Obtaining molecular hydrogen

Hydrogen can be administered by inhalation, dissolved in water and using strategies that affect endogenous production of hydrogen. Dissolved in water hydrogen is the most convenient way to provide molecular hydrogen easily and safely.

One of the most common ways to obtain hydrogen water is electrolysis. With this method reduced water, rich in hydrogen, is obtained. The result is water with an alkaline pH, low dissolved oxygen content, high molecular hydrogen content and potential negative redox.

This way to obtain reduced water by electrolysis produces the so-called "active hydrogen" because it has shown to neutralize reactive oxygen species as well as to protect DNA, RNA and proteins from oxidative damage.

Electrolysis

Titanium electrodes coated with platinum are best used for electrolysis.
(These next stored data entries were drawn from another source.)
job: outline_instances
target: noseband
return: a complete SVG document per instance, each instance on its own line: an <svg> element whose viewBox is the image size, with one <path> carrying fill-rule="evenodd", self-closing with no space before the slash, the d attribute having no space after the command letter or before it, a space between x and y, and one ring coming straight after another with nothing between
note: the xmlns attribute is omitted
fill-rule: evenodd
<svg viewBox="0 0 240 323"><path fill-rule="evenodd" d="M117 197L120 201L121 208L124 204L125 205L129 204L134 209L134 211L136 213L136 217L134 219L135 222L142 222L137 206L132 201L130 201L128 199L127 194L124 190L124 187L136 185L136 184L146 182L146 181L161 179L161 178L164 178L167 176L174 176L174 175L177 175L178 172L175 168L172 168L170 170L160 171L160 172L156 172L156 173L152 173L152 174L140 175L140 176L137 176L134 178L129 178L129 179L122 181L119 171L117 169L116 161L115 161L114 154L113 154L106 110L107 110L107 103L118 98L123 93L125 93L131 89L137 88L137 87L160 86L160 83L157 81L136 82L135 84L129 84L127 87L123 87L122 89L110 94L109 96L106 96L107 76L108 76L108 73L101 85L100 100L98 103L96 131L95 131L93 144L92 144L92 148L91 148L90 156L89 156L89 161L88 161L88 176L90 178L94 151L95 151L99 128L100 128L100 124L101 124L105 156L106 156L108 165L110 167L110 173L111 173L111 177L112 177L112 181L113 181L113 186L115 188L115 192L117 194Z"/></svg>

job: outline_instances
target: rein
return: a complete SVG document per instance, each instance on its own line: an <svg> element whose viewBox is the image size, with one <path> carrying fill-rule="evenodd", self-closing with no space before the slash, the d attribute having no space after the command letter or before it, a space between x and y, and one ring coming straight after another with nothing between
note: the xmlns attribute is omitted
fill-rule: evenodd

They are the ones mostly used in reduced water generators. Hydrogen atoms (active hydrogen) and hydrogen molecules are generated at the cathode, as well as mineral nanoparticles.

The continuous consumption of hydrogen water may have effects even at concentrations of 0.2 ppm (parts per million), because continued exposure to hydrogen can modify the components of blood to a reduced or alkaline state, thus impacting in the oxidative state of the body.

Mysuso and H2-365 provide 1 ppm of dissolved hydrogen. This concentration level is enough to neutralize hydroxyl radicals (·OH) because it has been proven that 0,2 ppm is the minimum concentration requiered to eliminate these free radicals. This correlation is dose dependent up to 0.4 ppm. Above this level the effect is stabilized and does not increase the antioxidant efficiency.

In 1960, hydrogen water was first applied in medicine as a beneficial water. In 1966 the Japanese Ministry of Health admitted that reduced water obtained by electrolysis was effective under conditions of chronic diarrhea, indigestion, abnormal gastrointestinal fermentation and hyperacidity. Devices for domestic use were authorized.